Orateur
Description
While the isostatic compensation of crustal thickness and density heterogeneity provides the dominant contribution to Earth’s observed topography, a significant difference persists between these two fields, known as ‘residual topography’. This discrepancy arises from dynamic processes within the mantle, primarily driven by time-dependent vertical surface stresses from mantle convection. These mantle convection dynamics also lead to disparities between the observed geoid and the isostatic geoid resulting from crustal heterogeneity, known as the ‘residual geoid.’ The combined consideration of both residual geoid and topography provides unique and fundamental global constraints on the amplitude and spatial distribution of density anomalies in the convecting mantle.

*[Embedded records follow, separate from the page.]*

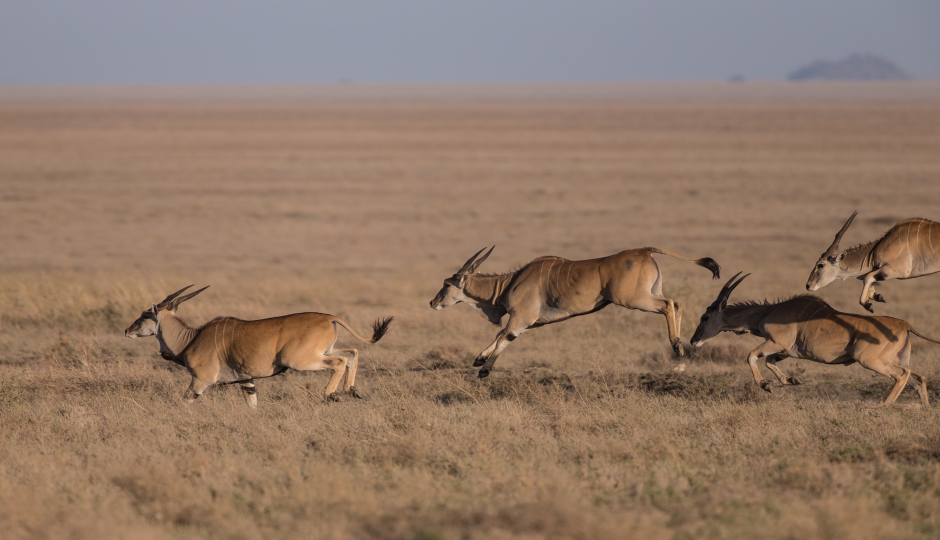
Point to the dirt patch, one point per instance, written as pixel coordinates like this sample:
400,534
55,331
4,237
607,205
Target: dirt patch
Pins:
910,451
721,386
444,358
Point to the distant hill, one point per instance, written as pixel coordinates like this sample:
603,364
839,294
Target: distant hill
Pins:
858,67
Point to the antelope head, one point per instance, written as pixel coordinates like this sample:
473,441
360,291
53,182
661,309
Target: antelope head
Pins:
711,323
827,268
149,321
452,291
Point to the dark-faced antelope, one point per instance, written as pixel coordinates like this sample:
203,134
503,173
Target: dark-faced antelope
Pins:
906,251
232,351
807,327
552,289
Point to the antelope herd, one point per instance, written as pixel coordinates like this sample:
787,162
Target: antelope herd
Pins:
552,289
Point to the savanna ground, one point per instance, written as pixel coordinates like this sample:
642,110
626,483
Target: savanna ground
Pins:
361,208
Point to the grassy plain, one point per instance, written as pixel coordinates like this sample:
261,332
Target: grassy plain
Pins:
360,208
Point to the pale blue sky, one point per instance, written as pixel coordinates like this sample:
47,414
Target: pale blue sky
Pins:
239,41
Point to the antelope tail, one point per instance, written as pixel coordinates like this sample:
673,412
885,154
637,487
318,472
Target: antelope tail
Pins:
379,329
705,262
921,336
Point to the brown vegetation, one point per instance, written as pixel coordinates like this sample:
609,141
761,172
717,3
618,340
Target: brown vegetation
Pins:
585,429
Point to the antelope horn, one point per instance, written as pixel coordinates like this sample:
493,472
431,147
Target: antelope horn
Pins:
725,292
835,243
476,264
179,301
467,265
166,301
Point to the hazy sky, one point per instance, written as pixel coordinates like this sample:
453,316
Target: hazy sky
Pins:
218,41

Although isostasy plays a crucial role in residual geoid and topography determination, the precision of constraints is strongly dependent on isostasy calculation quality. The first-order treatment of hydrostatic equilibrium used by classic isostasy theory is insufficient to accurately calculate isostatic geoid anomalies on a compressible, self-gravitating mantle. Thus, using dynamic kernels computed employing a viscous flow model that includes a fully compressible mantle and core (based on the PREM reference model) with self-gravitation, we provide a geodynamically consistent method based on the surface loading response.
Another important consideration is the accuracy of global crustal heterogeneity models. Our analysis shows significant variations in the predicted residual geoid and topographic fields utilizing CRUST1.0 and the most recent ECM1 crustal heterogeneity models. We shed light on the importance and implications of these distinctions for achieving the most precise constraints on density anomalies in the convecting mantle.